The increasing volume of disinformation generated through social media and AI technology makes the discernment between truth and falsehood increasingly difficult.  Eventually, this could lead to more social chaos and further disintegration of institutionalized authority.  Therefore, we must remember that Christians are called upon by God to discern and know truth (e.g., Proverbs 2:2; John 8:32).  For that reason alone, knowledge of God’s Word is even more important.  And, to that end, I am reminded of how important our minds are to God:  Mark 12:30-31 declares that we are to love God with our heart, soul, mind and strength.  The challenge for the believer is what theologians call the noetic effect of sin:  2 Corinthians 4:4 affirms the depths of sin’s effect on our minds.  For that reason, one of the weighty commands of the New Testament is to “renew our minds” (e.g., Romans 12:1-2; Ephesians 4:23).  Colossians 3:2 commands: “Set your minds on things that are above, not on things that are on earth.”  In 2 Corinthians 10:5 Paul speaks of taking “every thought captive to obey Christ.”
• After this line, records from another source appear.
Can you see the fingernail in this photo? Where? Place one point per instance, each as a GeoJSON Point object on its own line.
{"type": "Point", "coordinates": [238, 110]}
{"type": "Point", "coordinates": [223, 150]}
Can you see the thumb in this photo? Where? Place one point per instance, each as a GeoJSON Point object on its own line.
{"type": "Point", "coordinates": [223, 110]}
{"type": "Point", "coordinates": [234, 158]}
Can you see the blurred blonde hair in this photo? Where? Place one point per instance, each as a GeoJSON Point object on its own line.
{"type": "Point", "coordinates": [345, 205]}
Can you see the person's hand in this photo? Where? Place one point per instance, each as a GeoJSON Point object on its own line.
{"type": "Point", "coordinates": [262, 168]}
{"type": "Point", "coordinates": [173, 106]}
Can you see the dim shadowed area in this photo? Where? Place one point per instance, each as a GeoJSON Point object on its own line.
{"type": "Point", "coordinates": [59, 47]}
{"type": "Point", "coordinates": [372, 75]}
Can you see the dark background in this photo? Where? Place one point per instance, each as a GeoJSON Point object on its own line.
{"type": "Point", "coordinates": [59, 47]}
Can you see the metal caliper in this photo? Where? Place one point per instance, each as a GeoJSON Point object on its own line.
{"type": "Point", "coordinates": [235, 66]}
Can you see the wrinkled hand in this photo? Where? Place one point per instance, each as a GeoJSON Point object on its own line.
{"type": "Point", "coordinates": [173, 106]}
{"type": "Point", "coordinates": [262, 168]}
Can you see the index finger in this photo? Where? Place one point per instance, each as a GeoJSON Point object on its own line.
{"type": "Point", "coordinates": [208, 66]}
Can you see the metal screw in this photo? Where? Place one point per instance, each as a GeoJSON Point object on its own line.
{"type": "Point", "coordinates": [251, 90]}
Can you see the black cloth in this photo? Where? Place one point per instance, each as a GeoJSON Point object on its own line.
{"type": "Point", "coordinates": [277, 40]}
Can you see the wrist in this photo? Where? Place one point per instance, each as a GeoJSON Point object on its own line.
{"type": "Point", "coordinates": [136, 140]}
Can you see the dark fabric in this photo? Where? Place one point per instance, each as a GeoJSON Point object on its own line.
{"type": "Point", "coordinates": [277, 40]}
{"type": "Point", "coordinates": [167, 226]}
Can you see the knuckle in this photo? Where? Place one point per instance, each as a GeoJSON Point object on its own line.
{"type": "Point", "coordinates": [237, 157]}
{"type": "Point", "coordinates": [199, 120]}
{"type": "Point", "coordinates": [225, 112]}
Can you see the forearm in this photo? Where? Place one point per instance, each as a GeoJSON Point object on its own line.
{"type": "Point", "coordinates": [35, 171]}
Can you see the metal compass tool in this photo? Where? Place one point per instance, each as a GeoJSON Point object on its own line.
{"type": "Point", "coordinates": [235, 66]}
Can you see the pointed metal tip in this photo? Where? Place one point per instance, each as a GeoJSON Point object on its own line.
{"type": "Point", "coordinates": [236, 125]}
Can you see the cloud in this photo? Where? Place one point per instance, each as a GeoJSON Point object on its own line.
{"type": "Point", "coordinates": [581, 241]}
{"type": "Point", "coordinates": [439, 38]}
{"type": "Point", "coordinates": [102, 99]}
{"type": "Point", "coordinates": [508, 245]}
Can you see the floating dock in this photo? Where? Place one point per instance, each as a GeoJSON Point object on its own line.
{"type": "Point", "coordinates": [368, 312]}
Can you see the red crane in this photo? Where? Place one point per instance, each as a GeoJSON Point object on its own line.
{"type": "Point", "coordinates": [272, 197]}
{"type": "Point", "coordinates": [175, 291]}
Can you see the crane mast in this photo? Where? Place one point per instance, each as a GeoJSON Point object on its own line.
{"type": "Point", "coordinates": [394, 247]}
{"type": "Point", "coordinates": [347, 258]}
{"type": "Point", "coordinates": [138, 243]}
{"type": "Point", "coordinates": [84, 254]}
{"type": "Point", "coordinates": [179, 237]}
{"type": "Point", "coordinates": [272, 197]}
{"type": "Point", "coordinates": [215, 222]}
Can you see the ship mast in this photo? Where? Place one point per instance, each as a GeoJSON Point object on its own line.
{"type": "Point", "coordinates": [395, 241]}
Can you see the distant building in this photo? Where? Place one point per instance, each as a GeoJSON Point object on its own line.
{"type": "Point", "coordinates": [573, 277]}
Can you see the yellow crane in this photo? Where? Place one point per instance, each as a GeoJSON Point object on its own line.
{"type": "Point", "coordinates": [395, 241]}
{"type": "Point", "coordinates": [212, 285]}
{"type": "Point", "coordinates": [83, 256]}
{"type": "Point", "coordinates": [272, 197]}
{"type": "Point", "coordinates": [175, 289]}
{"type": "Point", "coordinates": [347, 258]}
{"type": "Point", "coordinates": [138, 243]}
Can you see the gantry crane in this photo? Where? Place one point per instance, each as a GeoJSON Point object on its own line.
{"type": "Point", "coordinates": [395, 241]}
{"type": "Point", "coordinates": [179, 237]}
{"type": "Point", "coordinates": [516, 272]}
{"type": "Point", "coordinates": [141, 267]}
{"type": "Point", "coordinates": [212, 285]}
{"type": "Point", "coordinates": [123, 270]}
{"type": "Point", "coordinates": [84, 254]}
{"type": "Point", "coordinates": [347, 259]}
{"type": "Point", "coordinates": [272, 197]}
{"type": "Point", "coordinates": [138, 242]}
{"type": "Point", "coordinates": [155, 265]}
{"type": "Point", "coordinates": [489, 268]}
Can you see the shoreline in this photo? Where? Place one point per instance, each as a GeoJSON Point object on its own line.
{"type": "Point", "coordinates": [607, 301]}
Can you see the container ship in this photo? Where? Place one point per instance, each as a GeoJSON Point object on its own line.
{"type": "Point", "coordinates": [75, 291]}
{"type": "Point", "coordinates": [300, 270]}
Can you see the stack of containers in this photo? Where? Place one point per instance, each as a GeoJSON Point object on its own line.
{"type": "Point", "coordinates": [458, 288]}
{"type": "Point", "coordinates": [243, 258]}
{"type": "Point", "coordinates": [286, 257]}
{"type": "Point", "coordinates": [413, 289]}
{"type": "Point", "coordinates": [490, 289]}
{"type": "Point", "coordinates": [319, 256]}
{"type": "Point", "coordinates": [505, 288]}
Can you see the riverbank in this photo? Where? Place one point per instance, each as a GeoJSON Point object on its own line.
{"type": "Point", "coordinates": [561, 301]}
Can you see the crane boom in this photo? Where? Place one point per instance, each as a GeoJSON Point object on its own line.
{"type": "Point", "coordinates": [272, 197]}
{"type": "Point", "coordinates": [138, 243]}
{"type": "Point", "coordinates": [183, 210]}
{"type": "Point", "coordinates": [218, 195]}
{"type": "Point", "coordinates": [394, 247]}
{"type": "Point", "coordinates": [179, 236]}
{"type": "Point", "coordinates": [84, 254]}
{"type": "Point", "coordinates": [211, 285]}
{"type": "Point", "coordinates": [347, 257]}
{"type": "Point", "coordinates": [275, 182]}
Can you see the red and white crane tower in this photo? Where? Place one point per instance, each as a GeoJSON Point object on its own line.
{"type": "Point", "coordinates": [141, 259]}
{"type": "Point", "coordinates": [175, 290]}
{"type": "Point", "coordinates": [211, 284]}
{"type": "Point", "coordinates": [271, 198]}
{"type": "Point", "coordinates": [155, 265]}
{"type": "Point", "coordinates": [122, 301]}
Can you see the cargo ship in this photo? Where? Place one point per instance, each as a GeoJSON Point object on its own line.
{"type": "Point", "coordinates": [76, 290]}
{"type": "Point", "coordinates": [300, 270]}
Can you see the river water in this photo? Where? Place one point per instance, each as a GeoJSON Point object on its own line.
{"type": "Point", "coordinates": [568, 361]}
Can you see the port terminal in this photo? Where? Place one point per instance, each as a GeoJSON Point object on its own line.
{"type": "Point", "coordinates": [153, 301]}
As 1 Corinthians 2:6-16 explains, God’s Word is the key to mind renewal.  The Holy Spirit, who searches the deep things of God, indwells us and enables us to renew our minds and hearts through God’s Word.  As this process ensues in the believer’s life, Paul declares, we have “the mind of Christ” (1 Corinthians 2:16).  We begin to see and understand things as Christ does.  For that reason, believers must exercise the stewardship responsibility of regulating what we let into our minds (see Philippians 4:8).  Mind renewal is a stewardship responsibility of the believer and is thereby eternally significant in this world of disinformation, hyperbole, spin and intentional duplicity.

See Meir Soloveichik in the Wall Street Journal (23-24 March 2024); Carl Trueman in First Things (25 July 2025); Fred Greco in Tabletalk (July 2024), pp. 70-71; James Davison Hunter, Democracy and Solidarity: On the Cultural Roots of America’s Political Crisis, pp. 304-308; Chris Larson in Tabletalk (November 2023), p. 6.